Razor Design
The corner stone of razor is the package set on-disk data structure / file format. It is how razor represents the packages installed on the system and it's what razor downloads from upstream servers to find out what's available. It's a simple binary file format, somewhat inspired by the ELF binary format. It has a sorted list of all packages and a sorted list of all unique properties (requires/provides/conflicts/obsoletes). Each package has a list of the properties associated with it (a list of indices into the list of all properties) and each property has a list of packages that it belongs to (as a list of indices into the package list). Strings are stored in a string pool, and referred to by their byte index in the pool.

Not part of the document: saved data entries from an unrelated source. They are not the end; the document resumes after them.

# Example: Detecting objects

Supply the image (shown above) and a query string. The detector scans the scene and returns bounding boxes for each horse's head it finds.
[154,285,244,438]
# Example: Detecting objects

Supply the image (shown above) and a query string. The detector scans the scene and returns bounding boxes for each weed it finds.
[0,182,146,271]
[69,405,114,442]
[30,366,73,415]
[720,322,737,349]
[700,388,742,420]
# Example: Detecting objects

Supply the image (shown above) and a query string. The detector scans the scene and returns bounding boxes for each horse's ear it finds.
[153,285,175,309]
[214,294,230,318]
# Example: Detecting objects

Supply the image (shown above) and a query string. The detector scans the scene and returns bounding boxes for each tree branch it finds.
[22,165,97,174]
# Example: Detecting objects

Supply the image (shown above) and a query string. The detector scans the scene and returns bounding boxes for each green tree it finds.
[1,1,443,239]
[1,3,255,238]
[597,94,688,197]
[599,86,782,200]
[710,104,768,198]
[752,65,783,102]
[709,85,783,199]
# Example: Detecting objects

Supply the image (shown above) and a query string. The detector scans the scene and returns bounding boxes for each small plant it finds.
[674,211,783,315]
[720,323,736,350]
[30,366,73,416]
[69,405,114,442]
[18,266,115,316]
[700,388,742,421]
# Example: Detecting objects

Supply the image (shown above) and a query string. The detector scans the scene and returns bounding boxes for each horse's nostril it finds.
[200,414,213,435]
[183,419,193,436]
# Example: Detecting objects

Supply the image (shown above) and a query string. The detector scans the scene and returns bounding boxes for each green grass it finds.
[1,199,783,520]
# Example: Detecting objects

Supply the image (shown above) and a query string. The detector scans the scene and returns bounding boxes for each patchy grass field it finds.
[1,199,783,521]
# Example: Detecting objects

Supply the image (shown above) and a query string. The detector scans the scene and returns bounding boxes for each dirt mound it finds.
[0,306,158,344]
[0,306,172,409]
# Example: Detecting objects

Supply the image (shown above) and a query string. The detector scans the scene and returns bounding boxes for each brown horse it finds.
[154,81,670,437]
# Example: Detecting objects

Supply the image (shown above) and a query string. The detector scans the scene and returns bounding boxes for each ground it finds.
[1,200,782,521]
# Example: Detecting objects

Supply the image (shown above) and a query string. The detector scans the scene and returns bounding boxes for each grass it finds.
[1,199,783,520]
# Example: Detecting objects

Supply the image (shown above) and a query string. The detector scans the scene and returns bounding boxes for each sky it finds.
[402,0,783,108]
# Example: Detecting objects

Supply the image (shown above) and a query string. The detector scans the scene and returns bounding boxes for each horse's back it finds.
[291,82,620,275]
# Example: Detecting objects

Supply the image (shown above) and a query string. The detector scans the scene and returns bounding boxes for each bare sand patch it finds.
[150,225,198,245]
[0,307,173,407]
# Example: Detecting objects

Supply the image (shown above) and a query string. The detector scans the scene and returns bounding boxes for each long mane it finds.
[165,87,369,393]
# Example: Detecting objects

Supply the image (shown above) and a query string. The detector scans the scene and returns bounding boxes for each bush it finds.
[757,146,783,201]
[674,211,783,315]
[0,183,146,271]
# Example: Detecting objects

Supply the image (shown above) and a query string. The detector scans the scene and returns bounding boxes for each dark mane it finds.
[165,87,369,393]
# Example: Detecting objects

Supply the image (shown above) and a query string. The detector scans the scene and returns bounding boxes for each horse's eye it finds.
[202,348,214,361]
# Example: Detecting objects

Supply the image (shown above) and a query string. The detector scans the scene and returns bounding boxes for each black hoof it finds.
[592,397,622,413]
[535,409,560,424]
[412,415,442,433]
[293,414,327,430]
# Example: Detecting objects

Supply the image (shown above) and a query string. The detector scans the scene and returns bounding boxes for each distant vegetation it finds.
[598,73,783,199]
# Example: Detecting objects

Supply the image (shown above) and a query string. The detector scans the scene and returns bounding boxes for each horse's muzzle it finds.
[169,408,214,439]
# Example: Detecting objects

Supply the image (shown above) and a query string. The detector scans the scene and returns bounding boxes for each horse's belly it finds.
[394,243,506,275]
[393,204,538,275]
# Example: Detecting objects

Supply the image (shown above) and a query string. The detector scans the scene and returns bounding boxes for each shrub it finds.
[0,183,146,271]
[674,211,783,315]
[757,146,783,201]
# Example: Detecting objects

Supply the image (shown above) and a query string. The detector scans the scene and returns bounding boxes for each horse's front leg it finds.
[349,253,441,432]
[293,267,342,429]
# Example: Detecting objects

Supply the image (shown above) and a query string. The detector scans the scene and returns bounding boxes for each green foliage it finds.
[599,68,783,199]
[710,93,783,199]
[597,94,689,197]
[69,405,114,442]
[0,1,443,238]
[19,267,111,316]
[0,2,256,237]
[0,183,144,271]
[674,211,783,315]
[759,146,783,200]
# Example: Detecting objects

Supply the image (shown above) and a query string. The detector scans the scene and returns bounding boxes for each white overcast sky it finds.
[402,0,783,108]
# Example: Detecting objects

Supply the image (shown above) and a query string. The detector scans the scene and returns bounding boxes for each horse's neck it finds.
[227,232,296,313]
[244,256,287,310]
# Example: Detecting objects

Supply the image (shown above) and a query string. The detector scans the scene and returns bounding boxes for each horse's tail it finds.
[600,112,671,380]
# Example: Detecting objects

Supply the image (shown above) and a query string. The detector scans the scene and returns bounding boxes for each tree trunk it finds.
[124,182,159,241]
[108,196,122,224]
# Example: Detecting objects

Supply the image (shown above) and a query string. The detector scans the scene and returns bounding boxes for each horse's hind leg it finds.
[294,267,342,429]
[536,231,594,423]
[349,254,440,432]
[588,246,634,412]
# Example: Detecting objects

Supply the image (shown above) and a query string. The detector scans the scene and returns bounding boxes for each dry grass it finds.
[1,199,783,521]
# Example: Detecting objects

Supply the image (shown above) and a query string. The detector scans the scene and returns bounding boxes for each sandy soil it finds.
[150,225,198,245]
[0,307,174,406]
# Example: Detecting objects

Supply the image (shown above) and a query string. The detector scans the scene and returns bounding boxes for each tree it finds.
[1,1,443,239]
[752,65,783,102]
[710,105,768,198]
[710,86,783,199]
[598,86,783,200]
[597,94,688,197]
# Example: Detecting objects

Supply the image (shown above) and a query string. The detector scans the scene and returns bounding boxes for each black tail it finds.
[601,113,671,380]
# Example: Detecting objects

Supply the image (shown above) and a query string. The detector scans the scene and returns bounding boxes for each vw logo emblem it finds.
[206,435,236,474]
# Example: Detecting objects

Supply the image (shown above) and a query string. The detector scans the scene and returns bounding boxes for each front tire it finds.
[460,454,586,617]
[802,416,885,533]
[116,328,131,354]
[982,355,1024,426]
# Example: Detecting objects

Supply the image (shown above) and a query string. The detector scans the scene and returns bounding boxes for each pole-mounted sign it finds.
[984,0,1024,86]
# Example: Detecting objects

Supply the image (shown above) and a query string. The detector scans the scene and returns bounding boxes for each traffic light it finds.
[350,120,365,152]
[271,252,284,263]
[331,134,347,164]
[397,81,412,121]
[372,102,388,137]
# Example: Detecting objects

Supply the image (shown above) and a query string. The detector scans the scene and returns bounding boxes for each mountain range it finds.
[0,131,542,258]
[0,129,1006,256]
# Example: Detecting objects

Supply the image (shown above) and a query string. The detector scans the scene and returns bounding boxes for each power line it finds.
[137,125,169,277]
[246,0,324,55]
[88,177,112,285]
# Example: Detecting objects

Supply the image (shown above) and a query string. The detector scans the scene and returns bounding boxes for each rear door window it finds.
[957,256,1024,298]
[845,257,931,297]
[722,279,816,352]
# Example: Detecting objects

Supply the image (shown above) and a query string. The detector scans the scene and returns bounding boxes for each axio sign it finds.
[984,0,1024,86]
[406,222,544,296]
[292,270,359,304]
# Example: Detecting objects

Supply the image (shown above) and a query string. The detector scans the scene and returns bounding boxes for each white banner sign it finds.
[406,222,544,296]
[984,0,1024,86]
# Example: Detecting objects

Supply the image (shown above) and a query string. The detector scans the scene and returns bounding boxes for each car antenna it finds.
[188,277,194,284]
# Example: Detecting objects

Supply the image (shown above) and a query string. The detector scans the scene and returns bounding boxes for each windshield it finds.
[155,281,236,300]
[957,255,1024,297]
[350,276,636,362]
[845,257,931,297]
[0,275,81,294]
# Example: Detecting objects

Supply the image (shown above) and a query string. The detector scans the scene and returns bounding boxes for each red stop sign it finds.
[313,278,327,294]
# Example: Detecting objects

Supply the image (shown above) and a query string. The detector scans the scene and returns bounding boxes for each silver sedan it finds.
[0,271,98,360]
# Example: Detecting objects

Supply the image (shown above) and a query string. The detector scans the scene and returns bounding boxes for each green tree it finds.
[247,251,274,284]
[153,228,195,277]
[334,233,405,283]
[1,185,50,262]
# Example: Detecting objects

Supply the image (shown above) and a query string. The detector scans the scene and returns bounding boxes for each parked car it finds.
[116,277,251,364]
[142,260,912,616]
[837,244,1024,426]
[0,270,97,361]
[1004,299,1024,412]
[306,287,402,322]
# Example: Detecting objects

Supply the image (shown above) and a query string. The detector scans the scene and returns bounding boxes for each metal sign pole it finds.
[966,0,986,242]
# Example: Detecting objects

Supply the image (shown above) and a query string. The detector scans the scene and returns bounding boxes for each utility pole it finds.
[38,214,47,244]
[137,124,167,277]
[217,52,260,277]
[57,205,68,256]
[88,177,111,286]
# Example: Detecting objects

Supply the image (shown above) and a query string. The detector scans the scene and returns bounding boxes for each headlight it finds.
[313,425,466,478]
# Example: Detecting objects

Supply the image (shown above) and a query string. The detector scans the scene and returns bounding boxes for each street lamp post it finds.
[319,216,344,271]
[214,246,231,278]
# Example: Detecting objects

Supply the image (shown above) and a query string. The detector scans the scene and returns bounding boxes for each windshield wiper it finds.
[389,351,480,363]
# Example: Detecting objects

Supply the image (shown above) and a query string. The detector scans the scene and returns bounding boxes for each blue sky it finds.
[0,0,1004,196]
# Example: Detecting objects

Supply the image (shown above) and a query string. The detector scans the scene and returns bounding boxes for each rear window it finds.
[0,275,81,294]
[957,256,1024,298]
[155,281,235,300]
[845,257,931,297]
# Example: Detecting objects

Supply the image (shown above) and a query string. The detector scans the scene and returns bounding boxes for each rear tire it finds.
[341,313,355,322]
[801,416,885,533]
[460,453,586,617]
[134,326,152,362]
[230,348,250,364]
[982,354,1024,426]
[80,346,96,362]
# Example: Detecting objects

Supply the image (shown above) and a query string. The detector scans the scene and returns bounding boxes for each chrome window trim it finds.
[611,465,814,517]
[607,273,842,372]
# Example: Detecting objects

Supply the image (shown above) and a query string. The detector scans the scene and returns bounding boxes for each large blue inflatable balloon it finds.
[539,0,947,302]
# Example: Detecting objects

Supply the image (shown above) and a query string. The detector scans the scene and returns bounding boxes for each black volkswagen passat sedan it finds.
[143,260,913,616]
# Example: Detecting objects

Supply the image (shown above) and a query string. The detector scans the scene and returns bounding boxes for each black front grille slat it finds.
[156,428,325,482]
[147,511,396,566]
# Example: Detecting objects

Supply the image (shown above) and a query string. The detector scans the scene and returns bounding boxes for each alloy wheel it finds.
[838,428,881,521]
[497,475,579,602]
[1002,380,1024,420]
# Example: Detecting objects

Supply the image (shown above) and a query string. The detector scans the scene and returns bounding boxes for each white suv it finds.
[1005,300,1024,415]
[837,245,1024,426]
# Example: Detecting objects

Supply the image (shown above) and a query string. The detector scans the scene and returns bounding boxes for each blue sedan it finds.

Much of this is still changing, but as of June 13th, this write up from Dan Winship is reasonably accurate. The repo file format / razor_set data structure starts with a header, containing some number of sections, terminated by a section with type 0:
struct razor_set_header { uint32_t magic; uint32_t version; struct razor_set_section sections[0]; }; struct razor_set_section { uint32_t type; uint32_t offset; uint32_t size; };
razor_set_open()
mmaps the repo file, and creates
a struct razor_set:
struct razor_set { struct array string_pool; struct array packages; struct array properties; struct array files; struct array package_pool; struct array property_pool; struct array file_pool; struct razor_set_header *header; };
by finding the sections with those IDs and creating "struct array"s pointing to the right places in the mmap()ed data. (This is the only processing needed when reading in the file; everything else is used exactly as-is.) The sections
- RAZOR_STRING_POOL: Stores one copy of each string that appears in the repo. (At the moment, this is: package names, package versions, property names, property versions, and (basenames of) filenames.) The strings are arbitrarily-sized, 0-terminated, and not in any particular order (although the empty string always ends up being at offset 0).
- RAZOR_PACKAGES: Array of struct razor_package; one for each package in the set, sorted by name.
- RAZOR_PROPERTIES: Array of struct razor_property; one for each unique property in the set, sorted by type, then name, then relation type (eg, "<" or ">="), then version. (Properties with no version have relation type RAZOR_VERSION_EQUAL, and version "".)
- RAZOR_FILES: Array of struct razor_entry; one for each file owned by any package in the set. The current sort order (which is subject to change) is breadth-first, sorted by basename. So eg: /, /bin, /dev, /etc, /bin/false, /bin/true, /dev/null, /etc/passwd.
- RAZOR_PACKAGE_POOL: Array of struct list, with each list item containing the index of a struct razor_package in the packages section. See the discussion of lists below.
- RAZOR_PROPERTY_POOL: Array of struct list, with each list item containing the index of a struct razor_property in the properties section. See the discussion of lists below.
- RAZOR_FILE_POOL: Array of struct list, with each list item containing the index o f a struct razor_entry in the files section. See the discussion of lists below.
Data types
Note that the exact layout of bits involves some historical accidents. (Particularly the fact that the "name" field in most structs loses its high bits to a flags field.)
struct list_head { uint list_ptr : 24; uint flags : 8; }; struct list { uint data : 24; uint flags : 8; };
Used to store lists of package, property, or file IDs. "struct list_head" stores the head of the list, which points to one or more "struct list"s in the appropriate "pool" section. ("struct list" should probably be called "struct list_item".)